HearFeel (UK)
6 years ago I would have found myself revising in the garden for some of my last school exams at this very table, perhaps beneath this same umbrella. 2 years before that, and I was revising for my GCSEs when I was 16. The scenery’s different now; the family home moved and now I sit by the canalside, the furniture is certainly a little worse for wear, but there’s a certain sweet nostalgia to being here. I sit here like an echo, a fair-weather ghost returning to familiar spots to work and write.

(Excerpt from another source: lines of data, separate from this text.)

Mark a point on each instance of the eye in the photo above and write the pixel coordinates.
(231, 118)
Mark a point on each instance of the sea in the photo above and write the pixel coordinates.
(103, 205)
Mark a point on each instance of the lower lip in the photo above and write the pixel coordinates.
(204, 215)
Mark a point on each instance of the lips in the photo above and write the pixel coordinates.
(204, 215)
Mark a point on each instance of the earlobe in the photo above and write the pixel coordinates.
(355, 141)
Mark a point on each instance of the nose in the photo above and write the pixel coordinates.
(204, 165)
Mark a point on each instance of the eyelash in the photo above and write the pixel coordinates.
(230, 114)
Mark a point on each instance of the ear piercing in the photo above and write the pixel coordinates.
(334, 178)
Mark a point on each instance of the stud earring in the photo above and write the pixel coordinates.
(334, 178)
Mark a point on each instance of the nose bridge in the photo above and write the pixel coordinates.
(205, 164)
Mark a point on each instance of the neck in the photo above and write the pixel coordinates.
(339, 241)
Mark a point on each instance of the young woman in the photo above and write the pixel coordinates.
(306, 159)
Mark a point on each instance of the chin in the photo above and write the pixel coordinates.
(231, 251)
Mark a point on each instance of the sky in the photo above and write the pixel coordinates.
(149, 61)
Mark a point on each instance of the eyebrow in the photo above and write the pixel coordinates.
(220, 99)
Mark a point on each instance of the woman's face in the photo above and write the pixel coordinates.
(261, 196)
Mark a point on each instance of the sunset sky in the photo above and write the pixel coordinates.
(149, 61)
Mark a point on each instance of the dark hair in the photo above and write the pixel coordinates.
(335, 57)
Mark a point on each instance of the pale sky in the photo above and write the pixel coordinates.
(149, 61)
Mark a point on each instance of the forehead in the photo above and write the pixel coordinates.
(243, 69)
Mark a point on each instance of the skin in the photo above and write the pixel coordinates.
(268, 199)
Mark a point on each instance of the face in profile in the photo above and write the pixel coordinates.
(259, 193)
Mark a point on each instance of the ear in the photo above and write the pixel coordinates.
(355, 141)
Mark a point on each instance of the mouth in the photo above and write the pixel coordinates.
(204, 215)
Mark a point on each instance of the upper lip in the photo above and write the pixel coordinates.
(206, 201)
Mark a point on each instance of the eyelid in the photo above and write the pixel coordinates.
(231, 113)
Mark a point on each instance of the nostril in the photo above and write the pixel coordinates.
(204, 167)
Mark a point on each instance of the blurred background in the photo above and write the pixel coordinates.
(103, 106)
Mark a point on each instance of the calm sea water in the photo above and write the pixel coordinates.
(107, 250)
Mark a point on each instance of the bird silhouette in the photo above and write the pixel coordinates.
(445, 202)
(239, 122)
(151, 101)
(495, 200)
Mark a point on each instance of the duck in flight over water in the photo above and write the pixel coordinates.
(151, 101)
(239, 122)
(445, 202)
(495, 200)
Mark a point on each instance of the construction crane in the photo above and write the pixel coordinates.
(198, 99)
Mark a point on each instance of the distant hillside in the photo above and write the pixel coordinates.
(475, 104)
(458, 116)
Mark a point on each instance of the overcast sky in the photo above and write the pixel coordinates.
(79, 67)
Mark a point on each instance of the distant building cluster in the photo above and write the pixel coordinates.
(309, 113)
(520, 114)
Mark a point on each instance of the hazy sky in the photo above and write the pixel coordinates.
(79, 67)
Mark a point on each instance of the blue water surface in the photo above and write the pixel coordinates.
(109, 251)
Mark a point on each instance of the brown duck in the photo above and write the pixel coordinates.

Bittersweetness is a running theme with Durand, a consistent trend in his minimal, organic constructions; in equal measure the reductive nature of his music creates environments both lovingly reverberant and simple, as well as crooning and wistful, yearning for places and people since passed. Take “Navidad en el bosque”, Christmas in the Forest: a brilliant reflection of time and space, soft static fuzz gently dampening the slow synth movements as the trees and snow close in, the world muted in its blanket of snow and foliage. The faded, distal glimmerings of “Una plaza a las vias del tren” (The Square Beside The Train Tracks) are similarly wanting, trickling out in crooning and tired cyclings, nothing more than a dream of place.
There’s a pastoral, even perhaps parochial vibe to certain moments here; “Melodia de felpa” and its later continuation shine in thinned strands of electronica, slow and simple abstractions suspended in rarified drones that brush the senses like blossoms in the air, or adrift dandelion seeds. Later, “El cascabel de plata” unrolls in soothing passages of tumbling synth lines, like distant and unseen church bells that ring and echo about the landscape, a barely detectable breeze wafting each note towards us.
Everything is dreamlike, each piece sounding as though it’s being slowly washed up on the shores of our mind, every tide a slice of time returned, every sloshing wave a moment of memory. More than happy to let it continue, closer Rain of Stars, “Iluvia de estrellas”, hardly touches the senses as it allows precious few floaty, twinkling chords to penetrate the cool void. The select flurries that do make it out of the darkness are faded, ancient in sound and sight; their place in the heavens is secure and enduring, without concern for ephemerality or transience. How many humans have lost themselves beneath them, dreaming themselves back through time under their fixed, continual gaze? Sometimes I ask the same question of Durand’s music.